As an example, I already have a command that does all the work for checking the state of my backups. The command queries relevant services and logs, and summarizes it for me in one output. that checks all the relevant services and returns the information together. The LLM, instead of learning about the structure of the backup service every time, can just run the command and look at the output.

Words of caution

Of course LLMs did not solve all my woes. Worse, they introduced new ones.

When setting up the new homelab Claude decided to be pretty lax on security. Network isolation wasn't that important so it could just skip it, file permissions were a bit of a pain to deal with, so why bother… You get the picture.

Needless to say this was not cutting it. Once I realized this was going on, addressing it with the help of Claude was easy, but I had to first see this issues myself. Even with LLMs there is no replacement for understanding the code you have.
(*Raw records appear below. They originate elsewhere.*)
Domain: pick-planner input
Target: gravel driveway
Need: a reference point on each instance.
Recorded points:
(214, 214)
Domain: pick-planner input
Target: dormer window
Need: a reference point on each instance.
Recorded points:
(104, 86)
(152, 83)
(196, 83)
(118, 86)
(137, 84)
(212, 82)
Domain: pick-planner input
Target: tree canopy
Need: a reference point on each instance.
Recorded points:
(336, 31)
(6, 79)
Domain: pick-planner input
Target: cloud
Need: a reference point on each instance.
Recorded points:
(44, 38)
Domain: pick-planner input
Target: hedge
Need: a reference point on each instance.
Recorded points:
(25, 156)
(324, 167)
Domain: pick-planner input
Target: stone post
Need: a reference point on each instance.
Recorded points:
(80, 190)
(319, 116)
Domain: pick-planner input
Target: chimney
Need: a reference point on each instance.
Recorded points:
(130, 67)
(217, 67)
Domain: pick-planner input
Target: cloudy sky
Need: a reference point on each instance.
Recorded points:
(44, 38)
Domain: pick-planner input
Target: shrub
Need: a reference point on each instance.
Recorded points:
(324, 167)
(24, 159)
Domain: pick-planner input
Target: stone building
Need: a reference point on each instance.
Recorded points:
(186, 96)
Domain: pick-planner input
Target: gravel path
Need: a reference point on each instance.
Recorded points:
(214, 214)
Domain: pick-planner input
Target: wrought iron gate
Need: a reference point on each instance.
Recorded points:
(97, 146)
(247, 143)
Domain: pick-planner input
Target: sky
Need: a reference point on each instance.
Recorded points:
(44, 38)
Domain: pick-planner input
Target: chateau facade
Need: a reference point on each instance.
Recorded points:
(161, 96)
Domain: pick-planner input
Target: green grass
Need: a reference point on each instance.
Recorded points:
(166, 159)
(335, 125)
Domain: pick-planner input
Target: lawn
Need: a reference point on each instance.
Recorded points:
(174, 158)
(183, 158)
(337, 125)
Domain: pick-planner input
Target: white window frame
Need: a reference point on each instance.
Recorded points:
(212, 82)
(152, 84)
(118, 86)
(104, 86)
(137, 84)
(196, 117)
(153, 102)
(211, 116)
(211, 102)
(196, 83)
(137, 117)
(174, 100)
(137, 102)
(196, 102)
Another thing is the actual design of the repo itself and how it is organized. Claude can easily spaghettify a codebase if not kept in check. A disorganized codebase makes it harder for Claude itself to work, but more importantly, it makes it harder for me to understand the code I am using, which makes it harder to control Claude. It was critical for me to babysit Claude and give sensible repo design guidance so my code would be kept in check. Just because you're using AI doesn't mean you should let it make messy code.

Even with these gripes - using an LLM saved me loads of time and allowed me to make this migration even if the time I have to spend on this topic is very, very limited.

Conclusion

This is an ongoing exercise in bad sys-admining - but I am enjoying it very much. Everything so far is running smoothly, and within a short amount of time I surpassed the state my homelab was in - and not once did I have to delete and redeploy an ingress configuration. I even managed to set up services that I gave up deploying before.

I will keep using this for now. In the end, I don't want to have to rely on the LLM for every task I want to do with my homelab. Over time, I will simplify and restructure my codebase further to make it easily maintainable by me, a silly old human. That being said, even now, it is in an excellent state, and I am optimistic about the future of my self-hosted services.